Chop suey, made from scratch, is one of my “comfort foods”, one of my guilty pleasures. I like chop suey because it tastes yummy and is easy to prepare. It was not always one of my favorites, because I used to associate chop suey with the soggy, canned version.
When mom was having one of her super busy days, she dumped a can of it into a pan, heated it, then spooned it onto a plate. Bagged, chow mein noodles were sprinkled on top to provide crunchy texture. A bottle of soy sauce was mandatory. The canned chop suey was so bland, that I had to splash a lot of it on top to make the lunch palatable. It wasn’t very hearty, either. A couple of hours later, I was famished again. Because of its association with blandness I never ordered chop suey in Chinese restaurants.
This aversion was swept away after I ate some, prepared by my step-mom, Tippy. Her chop suey was so good, that I sometimes daydreamed about it. One afternoon, Tippy taught me how to prepare it from fresh ingredients. Because she never used recipe cards when preparing Asian dishes, I scribbled down some notes during Tippy’s chop suey lesson.
Tippy’s Vegetarian Chop Suey
First, she gathered the ingredients. The amounts were approximations of what I observed.
a tablespoon or so of vegetable oil, whatever’s on hand
a handful of sliced scallions
one or two cloves of chopped garlic
a couple of heaping handfuls of shredded cabbage or boc choi
one stalk of chopped celery (I don’t like celery, so I often eliminate this.)
one small can of sliced bamboo shoots, save the juice for later
a handful of sliced mushrooms
a tablespoon, or so, of tamari or soy sauce
a couple of generous splashes of toasted sesame oil
a tablespoon of (Thai) chili paste
exactly one and a half tablespoons of cornstarch disolved in one tablespoon of Japanese cooking wine
a cup or so of cubed, baked tofu (If you are not vegetarian or vegan, you can substitute chopped beef, pork, chicken, or shrimp in place of the tofu.)
a couple of cups of cooked jasmine rice
Heat the vegetable oil in your wok or a large skillet over medium-high temperature. When the oil is hot, fry the garlic and scallions until soft. Toss in the cabbage or boc choi, bamboo shoots, and the mushrooms, stir-fry it until the cabbage wilts. Carefully add the bamboo shoots’ juice, chili paste, soy sauce, and sesame oil. Bring the liquid to a boil. Next add the dissolved cornstarch as the thickener. Mix in the cubed tofu and stir-fry until everything is piping hot.

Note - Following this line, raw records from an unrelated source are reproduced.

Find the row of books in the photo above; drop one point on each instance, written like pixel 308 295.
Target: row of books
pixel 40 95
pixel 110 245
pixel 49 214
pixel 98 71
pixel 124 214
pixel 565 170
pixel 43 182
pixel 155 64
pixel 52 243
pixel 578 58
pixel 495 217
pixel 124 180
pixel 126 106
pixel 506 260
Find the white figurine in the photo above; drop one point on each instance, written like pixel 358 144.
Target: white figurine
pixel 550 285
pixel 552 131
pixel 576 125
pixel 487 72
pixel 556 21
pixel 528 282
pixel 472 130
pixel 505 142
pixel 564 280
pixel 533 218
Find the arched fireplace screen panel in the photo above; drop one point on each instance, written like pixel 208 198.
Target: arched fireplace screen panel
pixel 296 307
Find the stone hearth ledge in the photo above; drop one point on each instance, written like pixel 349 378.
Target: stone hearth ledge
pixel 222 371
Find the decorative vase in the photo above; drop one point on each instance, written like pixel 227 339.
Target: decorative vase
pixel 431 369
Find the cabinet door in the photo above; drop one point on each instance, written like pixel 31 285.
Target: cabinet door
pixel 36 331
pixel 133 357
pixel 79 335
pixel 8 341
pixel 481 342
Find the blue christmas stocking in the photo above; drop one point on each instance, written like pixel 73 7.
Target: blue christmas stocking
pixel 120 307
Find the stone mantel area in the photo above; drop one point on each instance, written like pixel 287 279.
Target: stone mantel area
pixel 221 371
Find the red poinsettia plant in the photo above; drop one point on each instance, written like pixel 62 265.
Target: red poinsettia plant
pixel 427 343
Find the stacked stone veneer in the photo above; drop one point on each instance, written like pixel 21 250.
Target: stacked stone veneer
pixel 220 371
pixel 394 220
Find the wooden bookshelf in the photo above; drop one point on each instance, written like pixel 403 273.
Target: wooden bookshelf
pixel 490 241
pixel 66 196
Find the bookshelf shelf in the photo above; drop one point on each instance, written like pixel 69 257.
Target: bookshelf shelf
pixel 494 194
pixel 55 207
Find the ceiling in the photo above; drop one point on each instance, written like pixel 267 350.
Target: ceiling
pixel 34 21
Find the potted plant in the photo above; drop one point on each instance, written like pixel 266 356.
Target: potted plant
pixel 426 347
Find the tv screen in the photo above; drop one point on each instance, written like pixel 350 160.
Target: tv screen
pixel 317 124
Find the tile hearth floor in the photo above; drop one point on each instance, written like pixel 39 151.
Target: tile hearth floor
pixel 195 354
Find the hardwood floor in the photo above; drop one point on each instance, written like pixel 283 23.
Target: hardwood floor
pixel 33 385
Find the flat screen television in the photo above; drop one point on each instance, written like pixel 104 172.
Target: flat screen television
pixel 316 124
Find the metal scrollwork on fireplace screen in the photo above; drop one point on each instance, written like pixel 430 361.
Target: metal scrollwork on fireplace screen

You’ve probably heard that chop suey is not a traditional Chinese dish, but is an American invention. One favorite story about it’s first preparation says that it was made by the Chinese ambassador’s cook to serve his American guests at a state dinner, August 29, 1896. The ambassador, Li Hung Chang, had asked the cook to prepare a dish that would satisfy both American and Chinese tastes.
Regular Americans were interested in China, after the ambassador’s visit. Soon, a chop suey fad swept over cities like New York and San Francisco where there were already several Chinese people living.
Left coast residents prefer another chop suey legend. In 1849, during the Gold Rush, Chinese workers flooded San Francisco because of their part in the booming economy. Naturally, Chinese restaurants sprang up. Macao & Woosung was the first one to open its doors.
The San Francisco tall-tale alleges that late at night, just as Macao & Woosung was about to close, a gang of drunken gold miners arrived and demanded something to eat. The cook supposedly took leftovers, then stir-fried everything together in a vegetable gravy then served the mixture alongside some steamed rice. He named his specialty “tsap seui” (mixed pieces). The English pronunciation of the Cantonese name sounds like chop suey. The miners enjoyed the slap-dash dish so much, that they came back the next evening for more.